If you shift the weight on each dimension by ± 10 points, how much does your top vendor's score change? Bars show absolute change in points. Orange = change above 3 points (sensitive). Use this to validate weights before taking the scorecard to vendors.

Action recommendations

Generated from tier classification + cost variance + volume. Use as a starting point for vendor conversations, not the final decision.

Use cases I've seen this work

Patterns from operations I've run before. Adjust the framework to your specific business, but the operating logic transfers.
Case 1: Multifamily kit sourcing with overseas manufacturers
You're sourcing renovation kits direct from China and Vietnam manufacturers. Eight to fifteen suppliers across cabinets, flooring, lighting, plumbing fixtures, hardware. Lead times unpredictable, defect rates variable, communication latency from time zones makes everything slower.

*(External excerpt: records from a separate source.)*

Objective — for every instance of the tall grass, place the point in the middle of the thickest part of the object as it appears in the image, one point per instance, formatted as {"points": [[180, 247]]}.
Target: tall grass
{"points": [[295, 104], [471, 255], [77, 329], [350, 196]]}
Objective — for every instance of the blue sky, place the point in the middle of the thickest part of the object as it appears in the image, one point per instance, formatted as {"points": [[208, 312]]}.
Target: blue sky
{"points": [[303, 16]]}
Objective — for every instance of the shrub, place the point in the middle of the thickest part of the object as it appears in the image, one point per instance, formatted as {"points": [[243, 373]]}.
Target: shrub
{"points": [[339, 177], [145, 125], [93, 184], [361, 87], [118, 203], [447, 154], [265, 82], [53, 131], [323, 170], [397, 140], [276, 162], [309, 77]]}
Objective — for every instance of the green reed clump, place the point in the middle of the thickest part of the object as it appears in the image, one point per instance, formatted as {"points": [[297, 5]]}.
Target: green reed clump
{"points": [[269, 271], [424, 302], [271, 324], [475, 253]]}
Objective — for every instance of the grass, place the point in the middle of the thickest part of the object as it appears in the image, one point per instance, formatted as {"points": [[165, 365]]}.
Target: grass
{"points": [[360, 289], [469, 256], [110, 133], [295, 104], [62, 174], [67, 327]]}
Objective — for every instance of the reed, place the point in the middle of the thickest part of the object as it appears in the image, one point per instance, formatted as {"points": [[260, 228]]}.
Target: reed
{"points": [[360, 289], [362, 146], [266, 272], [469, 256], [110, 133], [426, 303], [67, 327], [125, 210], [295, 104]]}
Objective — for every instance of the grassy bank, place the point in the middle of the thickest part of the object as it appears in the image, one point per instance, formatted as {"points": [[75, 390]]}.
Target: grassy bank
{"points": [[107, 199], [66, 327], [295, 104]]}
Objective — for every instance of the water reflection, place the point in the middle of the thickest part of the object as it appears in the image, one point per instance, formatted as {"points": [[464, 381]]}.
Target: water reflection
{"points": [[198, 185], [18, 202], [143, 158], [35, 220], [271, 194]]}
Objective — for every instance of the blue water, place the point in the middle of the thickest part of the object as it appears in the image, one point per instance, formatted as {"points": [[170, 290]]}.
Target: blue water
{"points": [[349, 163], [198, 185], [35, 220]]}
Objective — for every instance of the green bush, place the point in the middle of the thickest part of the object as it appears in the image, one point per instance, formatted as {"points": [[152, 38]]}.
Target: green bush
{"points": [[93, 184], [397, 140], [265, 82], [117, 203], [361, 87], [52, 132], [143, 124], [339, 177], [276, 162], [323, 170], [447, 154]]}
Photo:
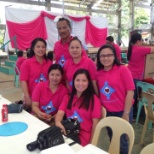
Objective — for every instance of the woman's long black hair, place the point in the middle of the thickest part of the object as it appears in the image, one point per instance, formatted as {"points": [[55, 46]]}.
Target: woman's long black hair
{"points": [[116, 61], [33, 43], [87, 96], [134, 38]]}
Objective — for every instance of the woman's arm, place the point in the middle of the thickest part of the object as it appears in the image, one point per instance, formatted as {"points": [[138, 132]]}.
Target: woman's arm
{"points": [[95, 121], [152, 50], [58, 118], [27, 98], [128, 104], [95, 87]]}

How this maps: use the "Kit sourcing (overseas mfg)" preset. Lead time and defect rate weighted heaviest because a single container delay can blow a unit-turnover schedule. Cost variance also high because your first PO is the negotiation moment.

The conversation it enables: walk into each renegotiation with the vendor's own data. Best performers earn first-call status on the next PO. Worst performers either pivot to remediation plan or get cut in cycle two.
Case 2: 3PL last-mile carrier portfolio
You're running last-mile delivery with 8 to 15 carrier vendors across regions. Each carrier has different cost-per-handover, SLA performance, defect rate. Vendor performance drifts month over month and nobody has time to chase it down weekly.

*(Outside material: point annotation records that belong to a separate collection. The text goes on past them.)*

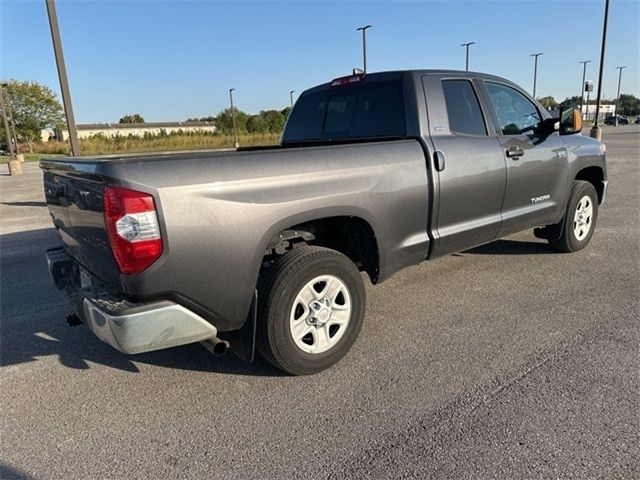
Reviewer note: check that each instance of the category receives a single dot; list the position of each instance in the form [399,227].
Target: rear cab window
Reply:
[359,111]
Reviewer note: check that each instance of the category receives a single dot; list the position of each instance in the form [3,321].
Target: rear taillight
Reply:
[132,227]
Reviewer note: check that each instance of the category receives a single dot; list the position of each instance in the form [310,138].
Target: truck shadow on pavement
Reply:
[32,321]
[24,204]
[9,473]
[511,247]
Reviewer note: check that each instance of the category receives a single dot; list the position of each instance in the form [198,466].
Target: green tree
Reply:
[285,112]
[224,121]
[134,118]
[629,104]
[548,102]
[34,107]
[257,124]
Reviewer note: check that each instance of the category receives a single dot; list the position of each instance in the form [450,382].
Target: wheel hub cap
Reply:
[582,218]
[320,314]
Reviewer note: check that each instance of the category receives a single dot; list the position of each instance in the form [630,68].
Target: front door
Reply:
[469,165]
[537,165]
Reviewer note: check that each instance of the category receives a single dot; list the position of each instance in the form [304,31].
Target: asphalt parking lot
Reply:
[507,361]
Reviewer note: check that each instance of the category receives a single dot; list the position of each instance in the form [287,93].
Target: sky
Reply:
[173,60]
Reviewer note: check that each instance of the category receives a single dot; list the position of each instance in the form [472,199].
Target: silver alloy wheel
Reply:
[583,218]
[320,314]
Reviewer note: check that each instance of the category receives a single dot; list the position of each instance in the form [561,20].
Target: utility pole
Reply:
[535,72]
[582,85]
[618,96]
[12,122]
[233,119]
[364,46]
[467,45]
[596,131]
[62,76]
[15,168]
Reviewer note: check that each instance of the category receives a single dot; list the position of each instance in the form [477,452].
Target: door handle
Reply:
[438,159]
[514,152]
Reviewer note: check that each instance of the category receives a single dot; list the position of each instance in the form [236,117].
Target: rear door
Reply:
[469,165]
[537,165]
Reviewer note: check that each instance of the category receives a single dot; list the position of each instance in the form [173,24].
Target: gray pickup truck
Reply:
[264,248]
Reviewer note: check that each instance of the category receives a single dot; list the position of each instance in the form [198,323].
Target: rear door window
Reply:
[516,113]
[463,108]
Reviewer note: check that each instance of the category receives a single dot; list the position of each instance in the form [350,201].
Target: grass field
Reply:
[102,145]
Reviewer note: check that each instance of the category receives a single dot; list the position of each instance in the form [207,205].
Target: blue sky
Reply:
[177,59]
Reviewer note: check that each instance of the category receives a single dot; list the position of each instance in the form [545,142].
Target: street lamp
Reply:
[14,164]
[467,45]
[535,72]
[364,45]
[12,122]
[62,76]
[233,119]
[618,96]
[596,131]
[582,85]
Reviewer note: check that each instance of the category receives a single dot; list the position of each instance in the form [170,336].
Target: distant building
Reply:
[131,129]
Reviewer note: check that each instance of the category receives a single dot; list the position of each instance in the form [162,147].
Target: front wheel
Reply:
[579,221]
[312,303]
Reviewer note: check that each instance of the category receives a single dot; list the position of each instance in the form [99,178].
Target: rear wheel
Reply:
[311,302]
[579,221]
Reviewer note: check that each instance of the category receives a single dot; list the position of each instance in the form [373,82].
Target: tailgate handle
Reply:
[438,158]
[60,191]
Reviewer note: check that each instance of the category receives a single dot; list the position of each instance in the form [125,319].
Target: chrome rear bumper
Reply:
[157,326]
[127,326]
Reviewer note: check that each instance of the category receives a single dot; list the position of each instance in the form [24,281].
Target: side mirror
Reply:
[570,121]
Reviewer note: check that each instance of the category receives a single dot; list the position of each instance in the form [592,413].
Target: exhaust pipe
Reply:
[216,346]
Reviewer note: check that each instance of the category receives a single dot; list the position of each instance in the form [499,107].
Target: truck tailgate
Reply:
[74,199]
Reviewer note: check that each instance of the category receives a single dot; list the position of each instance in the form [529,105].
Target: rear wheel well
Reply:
[351,236]
[595,176]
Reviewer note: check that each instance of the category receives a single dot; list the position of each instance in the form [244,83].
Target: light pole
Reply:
[618,95]
[364,45]
[12,122]
[62,76]
[467,45]
[233,119]
[14,164]
[535,72]
[584,78]
[596,131]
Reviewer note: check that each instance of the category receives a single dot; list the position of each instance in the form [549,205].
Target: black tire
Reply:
[569,241]
[277,292]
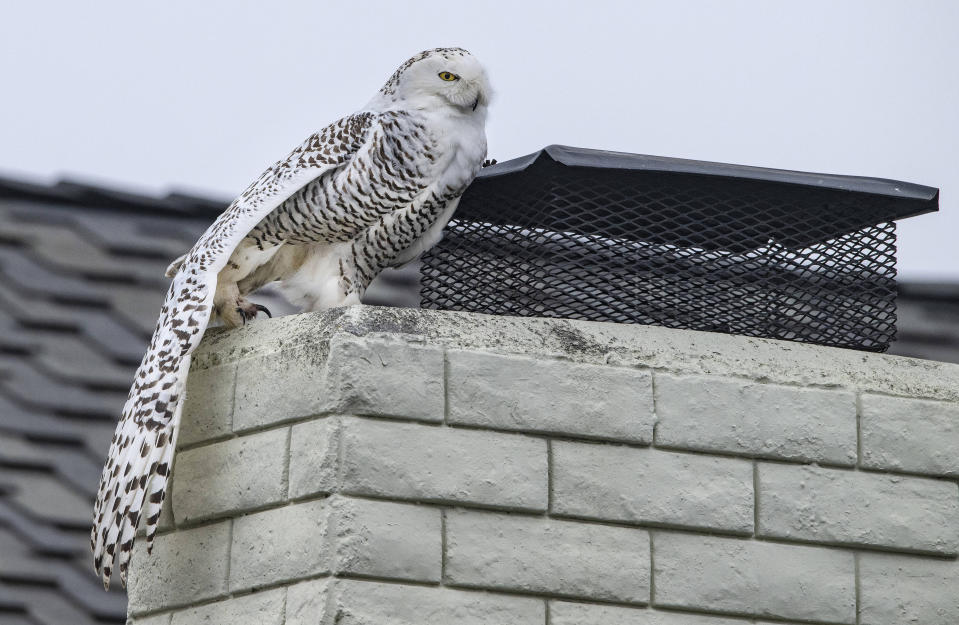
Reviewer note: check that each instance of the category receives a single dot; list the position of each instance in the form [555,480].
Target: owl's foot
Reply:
[248,310]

How this maps: use the "3PL last-mile" preset. On-time and defect rate heaviest. Cost variance is the lever you use in quarterly business reviews.

What I built: a scorecard cadence with carrier data on the table every month. On-time delivery moved from 78% to 91% in two quarters across the carrier base, without losing a single carrier. The conversation gets tighter because the data does the talking.
Case 3: BPO / offshore support vendor evaluation
You've outsourced part or all of your support operations to an offshore BPO. Quality drift, response time creep, and escalation gaps show up as customer feedback months later. Hard to manage from inside the home office without a scorecard rhythm.

How this maps: use the "BPO offshore" preset. Defect rate and response time weighted heaviest because those are your two biggest leaks. Volume matters less here because the BPO is a single contract; you're scoring sub-team performance within it.

The reframe: instead of one weekly call with the BPO lead, you bring this scorecard to a daily 15-minute standup. Drift gets caught in days, not months.
Case 4: Renegotiation cycle prep ahead of contract renewal
You have a vendor master agreement renewing in 60 to 90 days. Walking into the renegotiation without numbers is the most expensive thing a procurement leader does.

How this maps: any preset works. Run the scorecard with the prior 12 months of data, sort by score, then look at which vendors are above the cost-variance line (paying more than they should given their performance).

The play: bring the scorecard to each renewal conversation. Anchor on the vendor's own performance, never on the peer comparison (private). Vendors self-correct because nobody wants their own data to tell the bad story.